Review Summary: Neon Grey Midnight Green is the defiant battle cry of the hopeless romantic, spitting in the face of an uncertain future. Refusing to go quietly into that lonely, cruel night.
And now we come to the second half of the 2020s. With folk's second revival already fading and the indie greats aging with varying states of grace; we find ourselves in a scene full of seasoned, idiosyncratic artists, coping with crises of personal age and societal collapse. Where does this place a tender-hearted spitfire like Neko Case, then?
Neon Grey Midnight Green attests that she's never been better.
This album is an optimistic shock to the system - a defibrillator of authenticity and heart. It serves as Neko Case's proclamation on love as lived experience. Rendered as a shimmering, creaking baroque monument erected in tribute to yearning, breathless moments, and salt-kissed affection. The work swings between swaying country crooning, sharply sweet doo wop duets, and cut your teeth world weary roots rock. Coming together as a patchwork canvas of pleasure and pain, Neon Grey Midnight Green captures the musings of a labyrinthine journey aimed at romance but destined for self-actualization.

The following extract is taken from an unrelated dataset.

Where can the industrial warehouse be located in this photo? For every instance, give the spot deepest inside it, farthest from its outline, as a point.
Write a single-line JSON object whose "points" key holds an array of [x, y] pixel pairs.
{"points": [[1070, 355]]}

The distinction between those two end points - romance and self-actualization - are at the core of this experience. Parsing one from the other is the thesis of the work. There is a certain pain to be had from the realization that aiming at love can only put yourself further from its embrace. But there is beauty, too, in shining that love inward - washing away the doubts that burden and trip you on your voyage.
Some of the best romantic albums are about being lost at sea...those by Low Roar, Gordon Lightfoot, Florence & The Machine...but what we have HERE is an album about finding your way home. Not at your port of call but to a lighthouse in the storm to fashion as your very own. Because true, fulfilling love, is a space you carve out for yourself amidst the chaos. The filling of that space with another comes later. Through lush string arrangements guided by dreamy, sophisticated melodies, Neko Case explores the weathered ennui of half a lifetime spent in search for this other:
"I'm not disturbed by romance - I'm disturbed by tides"

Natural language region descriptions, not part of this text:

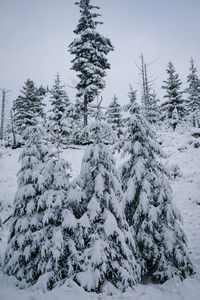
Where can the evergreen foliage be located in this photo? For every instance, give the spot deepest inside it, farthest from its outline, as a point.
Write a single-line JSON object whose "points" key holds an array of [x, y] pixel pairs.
{"points": [[35, 244], [22, 257], [149, 209], [193, 91], [114, 116], [173, 95], [105, 241], [60, 119], [28, 106], [153, 112], [54, 186], [90, 49]]}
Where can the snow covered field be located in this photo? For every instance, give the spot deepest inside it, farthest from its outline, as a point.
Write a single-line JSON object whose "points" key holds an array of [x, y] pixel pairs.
{"points": [[185, 159]]}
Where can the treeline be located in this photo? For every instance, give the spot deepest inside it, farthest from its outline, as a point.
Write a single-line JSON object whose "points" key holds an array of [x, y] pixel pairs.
{"points": [[107, 229]]}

"A tide so high you don't notice that you're drinking sea water - till you see your mother in the brine"
Pressed forward by surging brass and wailing viola she boldly charges headlong through the storm. With such experience under her belt, she has no fear nor time for doubts and she collides with her trauma, pummeling her way to a better path forward:
"Of oily slick communion waves, screaming something she can't say - from her I learned to be cruel"
"I learned the look that goes right past the ones who love you..."
"As if there's no one standing there"
This search is contrasted by bright bursts of instrumental grandeur, its thrumming bass shifting as the churning waters of a midlife in flux. Its structure mirrors a storm at sea - with few hooks to latch onto, many tracks trading choruses for meandering structures - demanding both patience and attention. But rewarding them with salvation. There is emotional maturity and wisdom here as Neko Case proselytizes self-love as not only the gateway to romance - but more importantly - to life itself:
"If you think this is about romance: you're not listening."
"There's too much life for one lifetime...and only music lives forever."
Sweeping strings and keys that glitter with an optimistic wonder counterplays Neko Case's rich, weathered soprano, asking what it means to discover love in middle age. How does it change your outlook and perspective on life? For your damaged, preconceived notions to crumble in the face of a connection - to lover, life, or self - that cannot help to sweep you away? After all, hope is frightening when you've been beaten down, your well run dry. A hopelessness characterized by the harrowing hard rock of the title track, then explored by 'Oh Neglect,' dissecting our author's wide-eyed yearning and beaten-in trepidation like a jaded pollyanna.
What is remarkable about this album is how Neko Case makes her troubles feel as if they're your own. And in that process, how her healing, joy, and self-acceptance become a shared experience. This makes it not only a great work of art, but in its function, an act of love and connection. And I cannot think of a single thing we need more in days like these than that.